Thursday, September 4, 2008


Fabric stamped with metallic paintI have been working diligently at my art, some days without ever having to leave the house to go anywhere or do anything. Which I totally love. I've begun to covet my working time. I remember myself at this time last year, how frazzled and unfocused I was, and am grateful that I am where I am now.

As soon as I awake in the morning, I am at it in the studio, stamping samples, trying out stencils, hand stitching shibori samples, looking at different pieces in the works and imagining possible next steps for each. I've also been looking at a lot of inspiring materials, formulating thoughts for ideas to bring to fruition, planning series of pieces.

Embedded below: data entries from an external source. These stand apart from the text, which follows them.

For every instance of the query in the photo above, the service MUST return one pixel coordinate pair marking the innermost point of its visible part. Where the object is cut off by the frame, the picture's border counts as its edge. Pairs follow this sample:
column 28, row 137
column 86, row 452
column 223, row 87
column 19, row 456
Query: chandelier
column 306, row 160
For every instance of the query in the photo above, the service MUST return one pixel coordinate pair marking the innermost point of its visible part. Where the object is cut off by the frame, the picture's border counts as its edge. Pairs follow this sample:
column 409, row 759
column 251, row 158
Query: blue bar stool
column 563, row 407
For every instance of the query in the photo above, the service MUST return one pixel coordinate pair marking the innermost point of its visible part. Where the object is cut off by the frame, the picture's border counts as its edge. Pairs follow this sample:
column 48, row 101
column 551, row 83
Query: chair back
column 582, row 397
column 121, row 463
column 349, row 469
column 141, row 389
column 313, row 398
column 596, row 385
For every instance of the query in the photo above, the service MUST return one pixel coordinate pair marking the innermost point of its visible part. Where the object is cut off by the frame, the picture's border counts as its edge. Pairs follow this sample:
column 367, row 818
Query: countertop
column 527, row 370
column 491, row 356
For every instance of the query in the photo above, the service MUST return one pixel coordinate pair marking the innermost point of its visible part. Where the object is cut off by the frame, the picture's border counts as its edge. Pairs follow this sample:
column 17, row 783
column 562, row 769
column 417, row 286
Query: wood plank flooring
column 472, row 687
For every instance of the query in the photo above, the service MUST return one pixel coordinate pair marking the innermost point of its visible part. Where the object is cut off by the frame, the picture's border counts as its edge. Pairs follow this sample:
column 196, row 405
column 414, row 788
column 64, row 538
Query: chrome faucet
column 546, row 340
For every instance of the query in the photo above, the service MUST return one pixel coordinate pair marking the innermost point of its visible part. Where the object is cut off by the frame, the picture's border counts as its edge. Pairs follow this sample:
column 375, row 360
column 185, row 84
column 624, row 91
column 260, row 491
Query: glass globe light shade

I have a stretch goal for myself of 20 finished art cloth pieces by the end of this year. I already have seven pieces in various stages of development. There are so many weaving ideas I have that I'm trying to spend at least a couple of hours at the loom each day. Of course, this doesn't always happen. But I want to keep moving, keep producing.

Through one of the Yahoo Groups I belong to I got turned on to Clarissa Pinkola Estes' CD program called The Creative Fire, and I've been listening to it these past few days. It's a wonderful exploration of the ebb and flow of the creative life, how the dark places we all experience are vital parts of the process of rebirth and renewal. Highly recommended.

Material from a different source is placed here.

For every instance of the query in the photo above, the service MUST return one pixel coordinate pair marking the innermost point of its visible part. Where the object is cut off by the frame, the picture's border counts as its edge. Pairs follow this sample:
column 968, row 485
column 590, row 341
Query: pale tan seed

What I'm finding so intriguing is that there is the making-art part of being an artist, and then there is the psychic/emotional/inner dynamic part of living a creative life. Both aspects need attending to regularly. There are moments when I feel like I have this all in hand, but those clarifying jolts are fleeting. It's definitely a life process, being on these two tracks at once which are really just different manifestations of one journey. Very interesting.


Peg in South Carolina said...

I like your idea of having a stretch goal. I am checking for the CD. Thanks!

Meg in Nelson said...

The photographed cloth looks like an early-morning sunlight cloth. Lovely. Very delicate, Connie.